Assassinat légal, crime prémédité, meurtre judiciaire, vendetta politique : toutes ces formules indignées, lancées par les fidèles et les avocats d'Ali Bhutto après sa pendaison, contiennent leur part de vérité. L'exécution de la plus brillante personnalité pakistanaise fut un peu tout cela. Le légalisme chatouilleux de la procédure, qui a permis aux magistrats de sauver les formes, et certaines hésitations du pouvoir, d'ailleurs vite surmontées, ont fait durer le calvaire d'Ali Bhutto pendant vingt mois. Jusqu'au bout, le pouvoir militaire, niant l'évidence, a considéré qu'il s'agissait d'une vulgaire affaire de « droit commun ».
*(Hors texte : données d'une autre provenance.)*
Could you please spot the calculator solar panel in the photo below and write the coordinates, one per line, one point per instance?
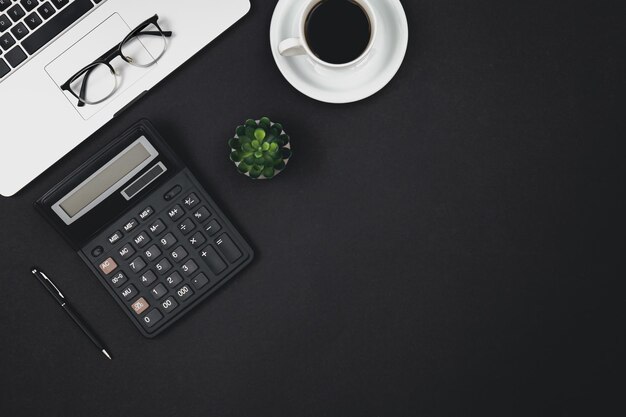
(147, 229)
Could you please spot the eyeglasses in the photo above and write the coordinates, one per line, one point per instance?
(98, 81)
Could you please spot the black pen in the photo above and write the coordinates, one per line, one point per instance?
(64, 303)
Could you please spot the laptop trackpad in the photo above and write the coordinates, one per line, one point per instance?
(108, 34)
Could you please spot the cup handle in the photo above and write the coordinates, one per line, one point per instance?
(291, 47)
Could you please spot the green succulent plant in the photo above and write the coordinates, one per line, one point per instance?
(260, 148)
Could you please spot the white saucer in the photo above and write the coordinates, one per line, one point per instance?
(342, 85)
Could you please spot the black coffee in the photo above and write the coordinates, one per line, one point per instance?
(337, 31)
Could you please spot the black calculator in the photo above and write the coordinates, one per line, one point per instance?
(146, 228)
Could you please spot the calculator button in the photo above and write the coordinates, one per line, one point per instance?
(115, 237)
(186, 226)
(212, 227)
(132, 223)
(172, 193)
(179, 254)
(97, 251)
(157, 228)
(174, 279)
(168, 241)
(152, 252)
(228, 248)
(129, 292)
(191, 201)
(197, 240)
(202, 214)
(126, 251)
(212, 259)
(147, 278)
(152, 318)
(169, 304)
(159, 291)
(189, 267)
(142, 239)
(163, 266)
(184, 292)
(137, 264)
(140, 305)
(118, 279)
(200, 281)
(108, 266)
(147, 212)
(176, 212)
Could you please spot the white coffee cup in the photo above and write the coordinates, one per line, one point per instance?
(299, 46)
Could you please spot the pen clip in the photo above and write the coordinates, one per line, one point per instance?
(51, 283)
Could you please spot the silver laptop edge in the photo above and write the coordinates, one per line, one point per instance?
(40, 123)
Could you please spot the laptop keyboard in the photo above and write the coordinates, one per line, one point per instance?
(26, 26)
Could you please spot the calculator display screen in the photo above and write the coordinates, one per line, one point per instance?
(105, 181)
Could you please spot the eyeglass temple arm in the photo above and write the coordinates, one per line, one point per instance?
(166, 33)
(83, 89)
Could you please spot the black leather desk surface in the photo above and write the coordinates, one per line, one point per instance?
(440, 248)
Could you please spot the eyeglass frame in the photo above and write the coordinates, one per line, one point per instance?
(110, 55)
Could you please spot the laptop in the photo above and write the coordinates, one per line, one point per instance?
(44, 43)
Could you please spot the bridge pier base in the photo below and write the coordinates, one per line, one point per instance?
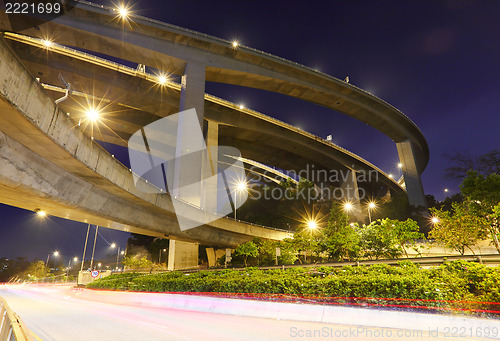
(411, 174)
(210, 169)
(182, 255)
(351, 194)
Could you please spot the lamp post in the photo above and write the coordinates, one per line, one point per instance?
(347, 207)
(371, 206)
(240, 187)
(55, 253)
(93, 249)
(74, 259)
(85, 247)
(118, 253)
(159, 255)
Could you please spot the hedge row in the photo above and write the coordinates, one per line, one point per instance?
(458, 280)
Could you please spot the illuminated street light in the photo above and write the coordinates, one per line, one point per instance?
(159, 255)
(118, 253)
(123, 12)
(40, 213)
(371, 206)
(93, 114)
(162, 79)
(240, 187)
(55, 253)
(47, 43)
(312, 225)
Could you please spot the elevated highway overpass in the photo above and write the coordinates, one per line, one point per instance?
(48, 158)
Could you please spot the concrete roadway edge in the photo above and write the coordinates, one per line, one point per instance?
(362, 317)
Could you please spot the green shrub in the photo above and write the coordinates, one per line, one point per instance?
(458, 280)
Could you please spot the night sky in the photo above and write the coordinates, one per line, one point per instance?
(436, 61)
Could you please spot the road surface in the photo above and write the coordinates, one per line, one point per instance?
(58, 313)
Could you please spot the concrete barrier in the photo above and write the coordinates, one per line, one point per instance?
(11, 326)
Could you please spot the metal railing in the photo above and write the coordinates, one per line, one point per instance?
(11, 326)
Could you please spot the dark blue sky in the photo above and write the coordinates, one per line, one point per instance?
(437, 61)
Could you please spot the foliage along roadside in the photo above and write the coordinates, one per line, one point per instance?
(457, 281)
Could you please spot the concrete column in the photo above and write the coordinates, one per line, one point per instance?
(411, 174)
(209, 169)
(351, 194)
(187, 179)
(193, 89)
(211, 256)
(182, 255)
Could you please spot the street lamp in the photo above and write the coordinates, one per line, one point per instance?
(117, 253)
(371, 206)
(240, 187)
(92, 114)
(312, 224)
(159, 255)
(55, 253)
(75, 259)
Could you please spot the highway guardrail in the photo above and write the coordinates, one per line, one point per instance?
(11, 326)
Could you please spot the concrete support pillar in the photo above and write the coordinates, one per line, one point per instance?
(411, 174)
(351, 194)
(209, 169)
(182, 255)
(187, 179)
(211, 256)
(193, 89)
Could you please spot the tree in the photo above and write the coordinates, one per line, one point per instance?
(339, 238)
(288, 251)
(378, 239)
(463, 163)
(396, 208)
(482, 194)
(460, 228)
(134, 262)
(247, 249)
(36, 270)
(404, 232)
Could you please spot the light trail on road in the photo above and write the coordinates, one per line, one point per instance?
(59, 313)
Ali Bhutto était accusé d'avoir ordonné, en novembre 1974, l'assassinat de l'un de ses plus virulents adversaires politiques, Raza Kasuri ; la voiture de ce dernier fut criblée de balles lors d'une fusillade et le père de Raza Kasuri fut tué (Journal de l'année 1977-78). Emprisonné en septembre 1977, condamné à mort en mars 1978, il protesta jusqu'au bout de son innocence. Le 6 février 1979, la Cour suprême du Pakistan confirme la condamnation à mort de l'ancien Premier ministre. Légalement, Ali Bhutto peut demander sa grâce au général Zia Ul Haq, administrateur de la loi martiale et chef de la junte qui règne à Islamabad. Mais il a fait savoir depuis longtemps déjà qu'il ne « s'abaisserait jamais » à une telle démarche auprès de celui qu'il tient pour un usurpateur.

Après un nouvel appel interjeté auprès de la Cour, celle-ci refuse de réviser son jugement. Toutefois, elle invite implicitement le général Zia à commuer la peine en détention à perpétuité. Celui-ci ayant affirmé à maintes reprises qu'il prendrait en compte les recommandations de la plus haute juridiction du pays, l'espoir renaît parmi les proches d'Ali Bhutto. Mais il fait place bientôt à l'incertitude, puis à l'anxiété. Car, le 3 avril, la femme et la fille de l'ancien Premier ministre sont invitées à lui rendre une « dernière visite ». Le lendemain matin, il est pendu.

Irrégularités

Sur le plan judiciaire, l'affaire Bhutto a été entachée d'irrégularités flagrantes. L'accusation reposait sur les déclarations tardives d'un ancien commandant des forces de sécurité, qui, arrêté le lendemain de la chute d'Ali Bhutto, fut relâché après avoir « spontanément » adressé aux nouvelles autorités un mémoire accusant l'ancien Premier ministre. Le président de la Cour, connu pour son hostilité farouche à l'égard de l'accusé, ne pouvait être considéré comme neutre. Le jugement, acquis à une seule voix de majorité, n'a été rendu que par sept magistrats sur neuf. L'un des juges, réputé pour son indépendance et ayant atteint la limite d'âge, n'avait pas vu son mandat prolongé jusqu'à la fin de l'examen de l'affaire.

En vérité, les autorités militaires ont, tout au long de cette affaire, poursuivi un double objectif : éliminer à jamais une personnalité qui, même du fond de sa cellule, leur portait ombrage ; briser sa formation politique, le Parti populaire pakistanais, qui, a deux reprises, en 1970 et 1977, avait enlevé, avec une nette majorité, les élections législatives. La mise en accusation d'Ali Bhutto s'accompagna d'ailleurs d'une série de mesures répressives purement arbitraires : arrestations de milliers de militants du PPP ; disqualification de parlementaires ; censure imposée aux publications de ce parti ; incarcération de journalistes progressistes ou seulement libéraux.

Rarement condamné à mort aura bénéficié d'un mouvement de sympathie aussi unanime de la part de l'opinion mondiale. Les dirigeants du monde entier — de Tito à Sadate, de Brejnev à Carter, de Kadhafi à Hua Guofeng — sont intervenus, souvent de façon pressante, pour sauver Ali Bhutto. Valéry Giscard d'Estaing a adressé plusieurs messages aux maîtres d'Islamabad. Les États-Unis et l'Arabie Saoudite (bailleurs de fonds du Pakistan) n'ont pas été entendus. Le général Zia, officier cynique et insensible, se contenta de « dénoncer le syndicat des hommes politiques étrangers ». Ali Bhutto n'est-il pas plus dangereux, pour le régime, mort que vivant ? La réponse appartient largement aux dizaines de milliers de Pakistanais anonymes qui, depuis avril 1979, lui rendent hommage sur sa tombe.